An altered FRP is frequently found in NSCLBP population using sEMG and the test has a good reproducibility. The difference between asymptomatic and NSCLBP FRR was significant. Nevertheless, considering the high heterogeneity observed, additional research is required to confirm the value of RR.
屈曲放松现象(FRP)的特征是在躯干最大程度屈曲时椎旁肌活动减少。据报道,非特异性慢性下腰痛(NSCLBP)患者的FRP会发生改变(脊柱肌肉活动持续存在),并被认为是一种很有前景的生物标志物。本系统评价的目的是综合目前关于NSCLBP人群中FRP的患病率、使用表面肌电图(sEMG)测量FRP的可靠性、平均值以及放松率(RR)变化的知识。

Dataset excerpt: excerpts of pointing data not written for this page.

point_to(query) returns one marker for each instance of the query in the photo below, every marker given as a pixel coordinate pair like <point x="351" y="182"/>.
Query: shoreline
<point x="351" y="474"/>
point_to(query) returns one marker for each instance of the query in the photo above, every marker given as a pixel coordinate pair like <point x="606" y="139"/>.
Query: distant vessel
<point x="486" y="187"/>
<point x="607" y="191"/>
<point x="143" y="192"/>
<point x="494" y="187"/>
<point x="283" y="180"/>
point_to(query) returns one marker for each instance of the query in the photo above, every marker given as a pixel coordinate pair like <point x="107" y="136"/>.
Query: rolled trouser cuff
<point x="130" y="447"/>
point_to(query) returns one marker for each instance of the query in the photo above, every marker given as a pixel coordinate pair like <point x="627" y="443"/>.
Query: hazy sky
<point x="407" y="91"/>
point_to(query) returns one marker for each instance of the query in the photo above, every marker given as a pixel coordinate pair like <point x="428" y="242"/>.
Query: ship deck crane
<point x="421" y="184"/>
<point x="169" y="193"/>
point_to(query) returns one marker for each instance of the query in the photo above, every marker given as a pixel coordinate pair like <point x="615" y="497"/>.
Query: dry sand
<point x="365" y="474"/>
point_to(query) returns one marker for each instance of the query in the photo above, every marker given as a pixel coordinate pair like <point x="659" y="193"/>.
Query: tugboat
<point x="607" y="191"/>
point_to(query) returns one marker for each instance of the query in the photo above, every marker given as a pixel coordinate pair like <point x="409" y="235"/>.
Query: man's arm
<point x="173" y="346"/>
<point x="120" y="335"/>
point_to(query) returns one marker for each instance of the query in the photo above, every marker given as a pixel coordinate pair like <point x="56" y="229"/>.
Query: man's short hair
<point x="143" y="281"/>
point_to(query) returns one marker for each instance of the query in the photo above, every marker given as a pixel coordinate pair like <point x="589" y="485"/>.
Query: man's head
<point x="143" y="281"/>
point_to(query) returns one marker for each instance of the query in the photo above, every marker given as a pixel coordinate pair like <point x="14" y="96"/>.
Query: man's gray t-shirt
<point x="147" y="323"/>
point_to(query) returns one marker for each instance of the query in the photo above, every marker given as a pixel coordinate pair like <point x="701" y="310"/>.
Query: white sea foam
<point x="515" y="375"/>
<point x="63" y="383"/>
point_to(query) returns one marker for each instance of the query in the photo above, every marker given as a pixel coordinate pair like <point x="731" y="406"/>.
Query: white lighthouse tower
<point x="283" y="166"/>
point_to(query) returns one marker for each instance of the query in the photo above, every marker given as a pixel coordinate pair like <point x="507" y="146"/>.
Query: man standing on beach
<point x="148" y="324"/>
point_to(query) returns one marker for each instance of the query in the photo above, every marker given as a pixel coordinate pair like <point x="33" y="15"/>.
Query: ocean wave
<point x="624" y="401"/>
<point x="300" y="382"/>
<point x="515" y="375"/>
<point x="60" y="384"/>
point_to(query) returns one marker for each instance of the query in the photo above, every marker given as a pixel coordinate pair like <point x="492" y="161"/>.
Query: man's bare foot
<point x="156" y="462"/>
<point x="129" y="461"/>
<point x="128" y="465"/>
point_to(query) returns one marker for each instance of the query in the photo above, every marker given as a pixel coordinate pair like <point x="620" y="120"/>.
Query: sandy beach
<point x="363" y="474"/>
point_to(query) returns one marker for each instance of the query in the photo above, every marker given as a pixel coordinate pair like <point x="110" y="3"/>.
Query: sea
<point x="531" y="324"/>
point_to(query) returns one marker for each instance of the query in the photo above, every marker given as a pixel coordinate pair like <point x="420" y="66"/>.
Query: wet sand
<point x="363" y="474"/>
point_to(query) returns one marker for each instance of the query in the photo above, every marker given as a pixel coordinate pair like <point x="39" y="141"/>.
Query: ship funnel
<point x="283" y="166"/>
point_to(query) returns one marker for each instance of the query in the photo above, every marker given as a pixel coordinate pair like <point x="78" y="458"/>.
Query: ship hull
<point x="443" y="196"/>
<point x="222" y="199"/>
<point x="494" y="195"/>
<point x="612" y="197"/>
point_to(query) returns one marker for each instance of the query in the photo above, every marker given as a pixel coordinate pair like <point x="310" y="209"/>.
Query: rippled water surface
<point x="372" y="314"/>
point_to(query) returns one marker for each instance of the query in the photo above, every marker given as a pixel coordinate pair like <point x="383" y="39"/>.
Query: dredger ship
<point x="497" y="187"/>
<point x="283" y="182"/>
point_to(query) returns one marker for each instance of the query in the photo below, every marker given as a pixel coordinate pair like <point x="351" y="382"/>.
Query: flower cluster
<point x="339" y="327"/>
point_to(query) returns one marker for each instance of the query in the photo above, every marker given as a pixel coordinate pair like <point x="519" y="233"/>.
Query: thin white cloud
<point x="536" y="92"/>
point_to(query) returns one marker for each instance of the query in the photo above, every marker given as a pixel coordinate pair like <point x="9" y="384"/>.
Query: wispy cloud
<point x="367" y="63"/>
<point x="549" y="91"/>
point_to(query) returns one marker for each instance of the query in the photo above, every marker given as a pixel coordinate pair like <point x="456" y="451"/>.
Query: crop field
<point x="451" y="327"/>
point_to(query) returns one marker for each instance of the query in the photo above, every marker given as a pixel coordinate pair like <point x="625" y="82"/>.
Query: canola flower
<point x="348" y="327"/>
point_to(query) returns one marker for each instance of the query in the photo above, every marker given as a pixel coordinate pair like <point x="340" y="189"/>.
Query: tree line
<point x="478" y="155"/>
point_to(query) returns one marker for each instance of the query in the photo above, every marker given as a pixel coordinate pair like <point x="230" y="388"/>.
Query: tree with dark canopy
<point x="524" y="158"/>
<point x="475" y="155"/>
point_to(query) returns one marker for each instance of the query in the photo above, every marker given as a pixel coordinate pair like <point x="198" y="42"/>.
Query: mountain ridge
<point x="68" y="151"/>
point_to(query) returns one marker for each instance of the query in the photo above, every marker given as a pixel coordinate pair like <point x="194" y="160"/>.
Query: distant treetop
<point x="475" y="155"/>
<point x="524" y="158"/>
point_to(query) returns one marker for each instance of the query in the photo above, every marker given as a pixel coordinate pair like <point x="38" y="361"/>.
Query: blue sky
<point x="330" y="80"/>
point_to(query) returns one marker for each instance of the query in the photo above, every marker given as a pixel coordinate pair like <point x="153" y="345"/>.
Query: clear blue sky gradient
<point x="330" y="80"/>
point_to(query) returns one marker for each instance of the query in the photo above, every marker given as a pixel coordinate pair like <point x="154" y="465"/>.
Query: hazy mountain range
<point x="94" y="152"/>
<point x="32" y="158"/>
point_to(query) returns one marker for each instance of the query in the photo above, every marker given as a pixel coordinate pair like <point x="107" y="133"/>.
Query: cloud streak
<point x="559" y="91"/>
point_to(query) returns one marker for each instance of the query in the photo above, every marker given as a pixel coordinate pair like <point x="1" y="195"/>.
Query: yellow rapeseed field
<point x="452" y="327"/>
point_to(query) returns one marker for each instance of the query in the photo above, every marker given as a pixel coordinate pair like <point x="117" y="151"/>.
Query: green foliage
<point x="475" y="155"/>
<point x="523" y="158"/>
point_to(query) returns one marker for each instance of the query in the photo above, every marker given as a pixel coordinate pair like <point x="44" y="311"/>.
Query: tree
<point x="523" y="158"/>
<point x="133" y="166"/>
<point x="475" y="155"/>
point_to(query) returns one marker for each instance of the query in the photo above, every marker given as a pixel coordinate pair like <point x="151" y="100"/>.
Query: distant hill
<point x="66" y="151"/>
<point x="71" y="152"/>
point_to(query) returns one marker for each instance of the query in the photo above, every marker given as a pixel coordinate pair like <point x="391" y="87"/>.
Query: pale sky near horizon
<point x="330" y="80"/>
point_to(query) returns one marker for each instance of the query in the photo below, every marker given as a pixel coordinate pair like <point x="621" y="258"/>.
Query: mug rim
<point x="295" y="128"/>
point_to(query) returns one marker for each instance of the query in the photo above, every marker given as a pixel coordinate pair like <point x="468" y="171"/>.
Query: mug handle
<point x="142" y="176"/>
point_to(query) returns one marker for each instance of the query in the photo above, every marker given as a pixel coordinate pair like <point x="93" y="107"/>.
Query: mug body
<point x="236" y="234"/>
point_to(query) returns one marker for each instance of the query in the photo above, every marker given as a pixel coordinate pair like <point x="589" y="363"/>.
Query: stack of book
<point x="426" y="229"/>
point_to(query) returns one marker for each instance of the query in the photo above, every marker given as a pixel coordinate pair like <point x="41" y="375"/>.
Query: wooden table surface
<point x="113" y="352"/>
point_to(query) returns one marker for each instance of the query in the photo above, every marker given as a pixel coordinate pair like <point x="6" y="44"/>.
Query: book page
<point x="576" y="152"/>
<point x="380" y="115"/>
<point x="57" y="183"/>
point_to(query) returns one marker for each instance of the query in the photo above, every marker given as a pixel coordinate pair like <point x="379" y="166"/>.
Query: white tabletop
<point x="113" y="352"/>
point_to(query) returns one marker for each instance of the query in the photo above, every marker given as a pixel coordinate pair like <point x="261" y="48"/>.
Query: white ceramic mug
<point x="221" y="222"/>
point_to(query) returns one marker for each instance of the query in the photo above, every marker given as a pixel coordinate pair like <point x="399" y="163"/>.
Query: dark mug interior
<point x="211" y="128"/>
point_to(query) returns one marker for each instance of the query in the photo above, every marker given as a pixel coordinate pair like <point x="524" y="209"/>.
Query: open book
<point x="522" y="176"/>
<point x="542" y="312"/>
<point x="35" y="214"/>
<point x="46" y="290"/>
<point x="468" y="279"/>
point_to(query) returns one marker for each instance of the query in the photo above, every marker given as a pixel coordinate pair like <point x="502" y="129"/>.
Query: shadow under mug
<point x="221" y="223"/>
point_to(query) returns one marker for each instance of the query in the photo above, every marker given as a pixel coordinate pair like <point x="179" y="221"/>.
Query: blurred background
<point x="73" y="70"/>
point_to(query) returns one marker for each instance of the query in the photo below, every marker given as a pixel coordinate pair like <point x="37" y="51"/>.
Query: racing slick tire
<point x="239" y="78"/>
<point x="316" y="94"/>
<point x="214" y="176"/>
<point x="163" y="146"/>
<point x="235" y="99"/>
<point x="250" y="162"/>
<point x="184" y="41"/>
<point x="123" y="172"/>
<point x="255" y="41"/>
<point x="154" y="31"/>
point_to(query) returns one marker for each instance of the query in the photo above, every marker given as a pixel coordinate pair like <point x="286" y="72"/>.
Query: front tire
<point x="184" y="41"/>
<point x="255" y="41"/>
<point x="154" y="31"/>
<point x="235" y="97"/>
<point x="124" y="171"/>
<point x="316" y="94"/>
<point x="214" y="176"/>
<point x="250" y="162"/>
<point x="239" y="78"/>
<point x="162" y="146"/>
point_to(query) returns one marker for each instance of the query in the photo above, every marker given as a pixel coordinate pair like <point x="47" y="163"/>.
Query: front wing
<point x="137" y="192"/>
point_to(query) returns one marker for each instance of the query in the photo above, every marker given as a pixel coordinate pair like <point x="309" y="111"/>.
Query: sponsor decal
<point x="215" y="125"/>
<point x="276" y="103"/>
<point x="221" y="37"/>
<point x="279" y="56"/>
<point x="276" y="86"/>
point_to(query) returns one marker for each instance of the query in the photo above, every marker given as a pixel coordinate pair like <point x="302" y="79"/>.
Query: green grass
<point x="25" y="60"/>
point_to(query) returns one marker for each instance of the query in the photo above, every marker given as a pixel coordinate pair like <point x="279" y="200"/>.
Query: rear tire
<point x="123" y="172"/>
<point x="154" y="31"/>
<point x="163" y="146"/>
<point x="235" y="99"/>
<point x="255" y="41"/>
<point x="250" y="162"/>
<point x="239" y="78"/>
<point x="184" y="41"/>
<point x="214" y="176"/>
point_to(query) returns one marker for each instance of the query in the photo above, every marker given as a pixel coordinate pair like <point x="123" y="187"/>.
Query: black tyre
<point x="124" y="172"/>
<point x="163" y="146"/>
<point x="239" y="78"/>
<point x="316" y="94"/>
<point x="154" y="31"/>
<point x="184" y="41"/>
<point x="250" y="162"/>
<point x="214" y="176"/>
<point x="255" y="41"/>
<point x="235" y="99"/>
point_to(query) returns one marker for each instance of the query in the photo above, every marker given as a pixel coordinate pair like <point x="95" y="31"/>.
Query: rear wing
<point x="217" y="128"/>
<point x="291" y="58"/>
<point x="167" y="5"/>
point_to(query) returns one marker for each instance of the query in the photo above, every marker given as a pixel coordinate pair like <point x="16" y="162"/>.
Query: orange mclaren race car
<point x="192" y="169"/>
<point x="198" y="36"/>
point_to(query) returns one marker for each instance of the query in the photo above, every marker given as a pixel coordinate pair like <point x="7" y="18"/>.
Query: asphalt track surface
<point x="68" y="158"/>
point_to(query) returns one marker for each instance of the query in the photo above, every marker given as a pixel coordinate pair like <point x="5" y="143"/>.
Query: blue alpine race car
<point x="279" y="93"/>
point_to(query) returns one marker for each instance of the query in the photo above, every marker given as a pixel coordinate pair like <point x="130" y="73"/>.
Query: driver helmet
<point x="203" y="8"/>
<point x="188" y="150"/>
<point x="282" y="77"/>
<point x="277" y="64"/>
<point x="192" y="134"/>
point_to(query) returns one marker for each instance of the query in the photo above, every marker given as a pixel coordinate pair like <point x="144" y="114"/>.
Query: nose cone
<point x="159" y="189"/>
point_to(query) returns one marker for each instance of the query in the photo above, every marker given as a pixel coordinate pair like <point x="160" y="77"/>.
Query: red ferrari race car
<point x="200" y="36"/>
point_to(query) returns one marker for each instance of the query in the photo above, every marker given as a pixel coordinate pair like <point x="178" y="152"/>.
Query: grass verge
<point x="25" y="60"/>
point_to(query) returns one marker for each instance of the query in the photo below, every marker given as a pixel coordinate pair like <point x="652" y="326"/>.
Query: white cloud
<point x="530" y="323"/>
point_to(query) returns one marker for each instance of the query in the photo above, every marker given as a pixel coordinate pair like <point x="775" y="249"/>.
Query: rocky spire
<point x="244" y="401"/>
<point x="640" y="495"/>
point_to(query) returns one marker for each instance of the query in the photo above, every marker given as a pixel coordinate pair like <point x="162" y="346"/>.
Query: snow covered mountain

检索了五个数据库(PubMed、EMBASE、科学网、考克兰图书馆、佩德罗)。对所有纳入研究进行了定性分析,并对研究患病率、屈曲放松率(FRR)和伸展放松率(ERR)的平均值以及无症状者与NSCLBP患者FRR差异的研究进行了荟萃分析。
纳入27项研究进行定性分析,21项研究进行荟萃分析。NSCLBP人群中FRP改变的患病率为55%(95%CI[32 - 79%])。关于可靠性的研究报告了良好的组内和组间重复性。在NSLBP人群中,平均FRR为2.96(95%CI[2.02;3.90]),平均ERR为4.07(95%CI[2.08;6.07])。无症状者与NSCLBP患者FRR的差异为 - 1.19(95%CI[-1.92,-0.45])。在所有荟萃分析中,I指数均>80%。
使用sEMG在NSCLBP人群中经常发现FRP改变,且该测试具有良好的重复性。无症状者与NSCLBP患者FRR的差异具有显著性。然而,考虑到观察到的高度异质性,需要进一步研究以确认RR的价值。